Edit

Share via


Hyperparameter tuning a model (v2)

APPLIES TO: Azure CLI ml extension v2 (current) Python SDK azure-ai-ml v2 (current)

In this article, you learn how to automate efficient hyperparameter tuning with the Azure Machine Learning SDK v2 and CLI v2 using the SweepJob class.

  • Define the parameter search space
  • Choose a sampling algorithm
  • Set the optimization objective
  • Configure an early termination policy
  • Set sweep job limits
  • Submit the experiment
  • Visualize training jobs
  • Select the best configuration

What is hyperparameter tuning?

Hyperparameters are adjustable settings that control model training. For neural networks, for example, you choose the number of hidden layers and the number of nodes per layer. Model performance depends heavily on these values.

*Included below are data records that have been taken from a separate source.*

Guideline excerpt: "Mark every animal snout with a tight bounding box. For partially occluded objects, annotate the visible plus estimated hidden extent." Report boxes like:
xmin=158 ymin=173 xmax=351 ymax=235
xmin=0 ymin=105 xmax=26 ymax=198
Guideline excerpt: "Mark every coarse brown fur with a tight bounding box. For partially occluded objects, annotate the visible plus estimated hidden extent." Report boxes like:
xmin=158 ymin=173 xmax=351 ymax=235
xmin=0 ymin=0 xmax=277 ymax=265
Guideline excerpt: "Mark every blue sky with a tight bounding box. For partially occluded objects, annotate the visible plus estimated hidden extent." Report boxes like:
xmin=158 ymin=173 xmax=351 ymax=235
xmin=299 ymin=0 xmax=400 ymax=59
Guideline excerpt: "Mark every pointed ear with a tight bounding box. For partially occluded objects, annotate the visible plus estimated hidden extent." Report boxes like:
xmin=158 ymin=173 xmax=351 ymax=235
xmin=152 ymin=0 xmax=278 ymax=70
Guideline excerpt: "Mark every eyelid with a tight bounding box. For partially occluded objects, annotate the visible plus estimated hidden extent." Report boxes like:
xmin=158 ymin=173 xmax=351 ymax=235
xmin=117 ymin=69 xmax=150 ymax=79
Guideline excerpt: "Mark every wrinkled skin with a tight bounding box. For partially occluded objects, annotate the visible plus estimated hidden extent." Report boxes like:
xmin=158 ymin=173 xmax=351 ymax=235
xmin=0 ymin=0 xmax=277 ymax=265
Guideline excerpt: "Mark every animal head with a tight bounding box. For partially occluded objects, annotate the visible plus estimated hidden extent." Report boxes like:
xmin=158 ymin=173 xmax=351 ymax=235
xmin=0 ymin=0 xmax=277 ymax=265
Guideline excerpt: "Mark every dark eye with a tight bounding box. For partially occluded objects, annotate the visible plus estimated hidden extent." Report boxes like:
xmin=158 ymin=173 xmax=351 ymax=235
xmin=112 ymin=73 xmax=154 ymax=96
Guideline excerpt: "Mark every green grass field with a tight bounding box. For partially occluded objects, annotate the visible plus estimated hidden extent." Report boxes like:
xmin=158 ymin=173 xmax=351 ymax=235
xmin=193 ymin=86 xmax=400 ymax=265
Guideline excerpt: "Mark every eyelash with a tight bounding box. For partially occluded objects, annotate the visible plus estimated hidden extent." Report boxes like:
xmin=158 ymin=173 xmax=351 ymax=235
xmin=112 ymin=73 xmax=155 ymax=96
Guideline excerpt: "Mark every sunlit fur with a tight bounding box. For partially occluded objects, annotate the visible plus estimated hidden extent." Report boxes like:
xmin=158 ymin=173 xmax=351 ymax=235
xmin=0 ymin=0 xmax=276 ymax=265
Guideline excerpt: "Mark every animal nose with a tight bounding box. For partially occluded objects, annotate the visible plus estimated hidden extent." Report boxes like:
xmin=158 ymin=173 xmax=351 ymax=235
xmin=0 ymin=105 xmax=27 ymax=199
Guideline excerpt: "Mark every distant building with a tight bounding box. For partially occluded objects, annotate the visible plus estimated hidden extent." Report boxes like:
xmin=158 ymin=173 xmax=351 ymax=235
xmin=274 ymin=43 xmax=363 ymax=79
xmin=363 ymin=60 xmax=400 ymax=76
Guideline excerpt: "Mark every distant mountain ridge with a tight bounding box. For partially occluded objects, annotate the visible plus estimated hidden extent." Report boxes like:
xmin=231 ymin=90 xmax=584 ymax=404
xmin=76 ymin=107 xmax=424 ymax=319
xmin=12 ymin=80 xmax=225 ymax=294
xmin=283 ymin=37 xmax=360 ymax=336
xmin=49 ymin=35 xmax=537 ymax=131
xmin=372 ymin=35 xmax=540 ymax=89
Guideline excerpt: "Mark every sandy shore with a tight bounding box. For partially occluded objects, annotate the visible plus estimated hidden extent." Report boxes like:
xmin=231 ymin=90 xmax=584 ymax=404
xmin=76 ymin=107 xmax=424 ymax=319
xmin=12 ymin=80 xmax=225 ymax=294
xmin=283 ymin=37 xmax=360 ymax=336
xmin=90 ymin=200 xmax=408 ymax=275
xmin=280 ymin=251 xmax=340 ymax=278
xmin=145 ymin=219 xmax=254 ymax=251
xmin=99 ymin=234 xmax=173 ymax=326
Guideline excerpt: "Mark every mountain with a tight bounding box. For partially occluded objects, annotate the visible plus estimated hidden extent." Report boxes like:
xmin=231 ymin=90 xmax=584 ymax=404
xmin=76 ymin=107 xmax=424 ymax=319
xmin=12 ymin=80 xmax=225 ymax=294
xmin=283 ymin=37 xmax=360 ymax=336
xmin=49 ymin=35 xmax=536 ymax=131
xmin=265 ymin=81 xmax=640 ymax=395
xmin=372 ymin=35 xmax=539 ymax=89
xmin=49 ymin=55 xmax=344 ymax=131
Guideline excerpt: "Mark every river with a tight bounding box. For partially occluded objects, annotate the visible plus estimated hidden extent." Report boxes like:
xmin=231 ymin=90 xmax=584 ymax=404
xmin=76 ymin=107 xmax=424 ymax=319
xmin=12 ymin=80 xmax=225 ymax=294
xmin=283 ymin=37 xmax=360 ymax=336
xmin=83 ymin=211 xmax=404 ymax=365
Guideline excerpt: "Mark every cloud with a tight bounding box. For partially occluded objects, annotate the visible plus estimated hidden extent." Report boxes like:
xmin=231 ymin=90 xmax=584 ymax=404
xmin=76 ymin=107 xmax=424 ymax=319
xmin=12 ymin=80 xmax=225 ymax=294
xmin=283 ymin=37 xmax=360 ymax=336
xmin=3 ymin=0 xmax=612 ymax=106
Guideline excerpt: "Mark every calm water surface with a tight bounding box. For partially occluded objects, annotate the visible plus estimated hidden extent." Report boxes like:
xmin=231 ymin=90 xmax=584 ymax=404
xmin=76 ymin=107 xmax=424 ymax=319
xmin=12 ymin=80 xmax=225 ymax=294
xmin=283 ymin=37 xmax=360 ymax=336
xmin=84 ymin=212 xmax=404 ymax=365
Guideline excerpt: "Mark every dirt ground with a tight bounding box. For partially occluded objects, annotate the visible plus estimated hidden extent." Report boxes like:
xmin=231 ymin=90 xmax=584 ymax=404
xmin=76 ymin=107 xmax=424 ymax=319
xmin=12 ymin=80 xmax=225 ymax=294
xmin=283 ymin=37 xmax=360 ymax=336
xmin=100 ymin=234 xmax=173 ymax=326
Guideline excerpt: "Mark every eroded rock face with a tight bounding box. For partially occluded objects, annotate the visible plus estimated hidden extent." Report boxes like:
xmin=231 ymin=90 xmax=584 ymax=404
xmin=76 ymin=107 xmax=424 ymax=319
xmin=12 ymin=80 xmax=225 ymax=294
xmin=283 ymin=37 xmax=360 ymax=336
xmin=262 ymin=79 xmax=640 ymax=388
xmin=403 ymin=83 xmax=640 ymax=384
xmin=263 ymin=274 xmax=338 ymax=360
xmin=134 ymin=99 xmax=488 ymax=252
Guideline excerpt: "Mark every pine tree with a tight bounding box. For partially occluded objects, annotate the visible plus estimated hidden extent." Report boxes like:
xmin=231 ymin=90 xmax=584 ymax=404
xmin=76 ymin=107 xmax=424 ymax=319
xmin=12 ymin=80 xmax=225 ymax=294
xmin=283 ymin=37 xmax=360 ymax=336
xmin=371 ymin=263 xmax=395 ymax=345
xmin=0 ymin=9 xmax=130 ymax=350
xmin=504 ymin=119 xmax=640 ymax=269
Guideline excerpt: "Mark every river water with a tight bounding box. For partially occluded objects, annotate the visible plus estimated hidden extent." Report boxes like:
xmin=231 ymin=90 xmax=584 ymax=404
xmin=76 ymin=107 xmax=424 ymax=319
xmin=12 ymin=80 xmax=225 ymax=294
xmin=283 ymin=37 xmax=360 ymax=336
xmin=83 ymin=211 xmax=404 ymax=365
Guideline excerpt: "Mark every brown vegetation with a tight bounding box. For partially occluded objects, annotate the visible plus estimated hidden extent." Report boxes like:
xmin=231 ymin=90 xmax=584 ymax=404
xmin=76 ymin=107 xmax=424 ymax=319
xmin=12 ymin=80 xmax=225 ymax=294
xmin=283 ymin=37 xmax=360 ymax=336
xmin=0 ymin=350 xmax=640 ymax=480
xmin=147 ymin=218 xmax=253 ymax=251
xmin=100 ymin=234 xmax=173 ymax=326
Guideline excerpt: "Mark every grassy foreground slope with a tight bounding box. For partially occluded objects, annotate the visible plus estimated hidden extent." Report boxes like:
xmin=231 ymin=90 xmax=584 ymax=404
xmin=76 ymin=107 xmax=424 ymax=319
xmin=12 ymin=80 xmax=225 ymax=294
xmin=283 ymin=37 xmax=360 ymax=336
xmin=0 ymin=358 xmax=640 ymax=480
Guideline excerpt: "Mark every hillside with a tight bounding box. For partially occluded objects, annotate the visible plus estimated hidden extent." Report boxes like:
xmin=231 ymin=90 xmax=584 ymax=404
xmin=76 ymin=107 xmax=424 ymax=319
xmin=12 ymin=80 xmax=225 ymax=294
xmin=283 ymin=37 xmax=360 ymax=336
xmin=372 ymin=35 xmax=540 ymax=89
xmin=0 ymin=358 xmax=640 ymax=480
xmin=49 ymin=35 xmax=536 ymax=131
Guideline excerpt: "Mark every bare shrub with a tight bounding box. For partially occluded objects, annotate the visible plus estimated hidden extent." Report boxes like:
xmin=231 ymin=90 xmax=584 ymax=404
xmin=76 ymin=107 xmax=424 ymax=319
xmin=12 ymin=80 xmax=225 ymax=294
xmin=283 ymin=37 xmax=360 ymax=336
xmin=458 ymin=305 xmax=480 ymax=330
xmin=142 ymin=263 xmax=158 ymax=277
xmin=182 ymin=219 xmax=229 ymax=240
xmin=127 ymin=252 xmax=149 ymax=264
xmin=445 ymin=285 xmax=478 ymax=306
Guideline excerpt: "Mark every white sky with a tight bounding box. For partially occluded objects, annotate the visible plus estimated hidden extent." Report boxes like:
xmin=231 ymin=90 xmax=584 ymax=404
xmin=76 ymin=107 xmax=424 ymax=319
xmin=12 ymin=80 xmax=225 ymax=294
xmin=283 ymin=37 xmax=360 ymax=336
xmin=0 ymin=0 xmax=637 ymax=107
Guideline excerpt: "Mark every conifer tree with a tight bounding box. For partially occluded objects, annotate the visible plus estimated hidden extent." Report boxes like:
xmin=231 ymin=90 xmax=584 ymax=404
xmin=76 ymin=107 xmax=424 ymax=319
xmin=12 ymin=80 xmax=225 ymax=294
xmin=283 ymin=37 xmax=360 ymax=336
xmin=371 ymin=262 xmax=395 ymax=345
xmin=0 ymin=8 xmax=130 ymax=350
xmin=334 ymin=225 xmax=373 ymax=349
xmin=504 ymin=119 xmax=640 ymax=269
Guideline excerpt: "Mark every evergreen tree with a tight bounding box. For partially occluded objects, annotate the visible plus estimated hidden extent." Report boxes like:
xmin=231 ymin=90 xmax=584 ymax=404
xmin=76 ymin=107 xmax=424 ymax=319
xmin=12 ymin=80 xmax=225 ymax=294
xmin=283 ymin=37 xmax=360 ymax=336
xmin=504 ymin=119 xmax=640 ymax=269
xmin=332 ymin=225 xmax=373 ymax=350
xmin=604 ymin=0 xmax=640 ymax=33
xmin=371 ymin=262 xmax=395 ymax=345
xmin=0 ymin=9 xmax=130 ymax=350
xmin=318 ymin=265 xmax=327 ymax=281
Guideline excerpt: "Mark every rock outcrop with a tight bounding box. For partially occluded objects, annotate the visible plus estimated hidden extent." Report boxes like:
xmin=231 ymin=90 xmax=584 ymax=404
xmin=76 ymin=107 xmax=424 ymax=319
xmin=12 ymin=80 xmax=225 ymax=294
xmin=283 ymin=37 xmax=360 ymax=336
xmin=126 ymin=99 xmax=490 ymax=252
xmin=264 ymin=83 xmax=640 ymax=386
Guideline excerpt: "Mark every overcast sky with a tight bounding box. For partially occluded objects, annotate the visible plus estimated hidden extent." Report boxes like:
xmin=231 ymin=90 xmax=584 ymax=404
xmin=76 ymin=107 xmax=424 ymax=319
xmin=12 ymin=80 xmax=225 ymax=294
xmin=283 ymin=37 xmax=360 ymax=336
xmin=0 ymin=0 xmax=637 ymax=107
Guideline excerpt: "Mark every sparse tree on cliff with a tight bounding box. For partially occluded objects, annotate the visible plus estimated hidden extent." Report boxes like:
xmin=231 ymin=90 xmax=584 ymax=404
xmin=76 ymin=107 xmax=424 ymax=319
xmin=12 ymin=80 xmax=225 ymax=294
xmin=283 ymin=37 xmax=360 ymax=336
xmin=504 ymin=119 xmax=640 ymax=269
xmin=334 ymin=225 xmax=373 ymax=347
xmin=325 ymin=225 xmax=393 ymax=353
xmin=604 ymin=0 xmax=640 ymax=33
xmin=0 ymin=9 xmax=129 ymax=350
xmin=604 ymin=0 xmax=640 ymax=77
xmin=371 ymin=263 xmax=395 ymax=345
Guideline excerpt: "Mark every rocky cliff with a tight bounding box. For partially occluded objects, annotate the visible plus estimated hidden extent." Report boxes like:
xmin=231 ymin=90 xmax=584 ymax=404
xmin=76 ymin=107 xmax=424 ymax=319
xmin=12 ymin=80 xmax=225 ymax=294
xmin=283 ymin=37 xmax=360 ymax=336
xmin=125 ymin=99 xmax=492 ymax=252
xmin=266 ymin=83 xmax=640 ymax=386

Hyperparameter tuning (or hyperparameter optimization) is the process of finding the hyperparameter configuration that yields the best performance. This process is often computationally expensive and manual.

Azure Machine Learning lets you automate hyperparameter tuning and run experiments in parallel to efficiently optimize hyperparameters.

Define the search space

Tune hyperparameters by exploring the range of values defined for each hyperparameter.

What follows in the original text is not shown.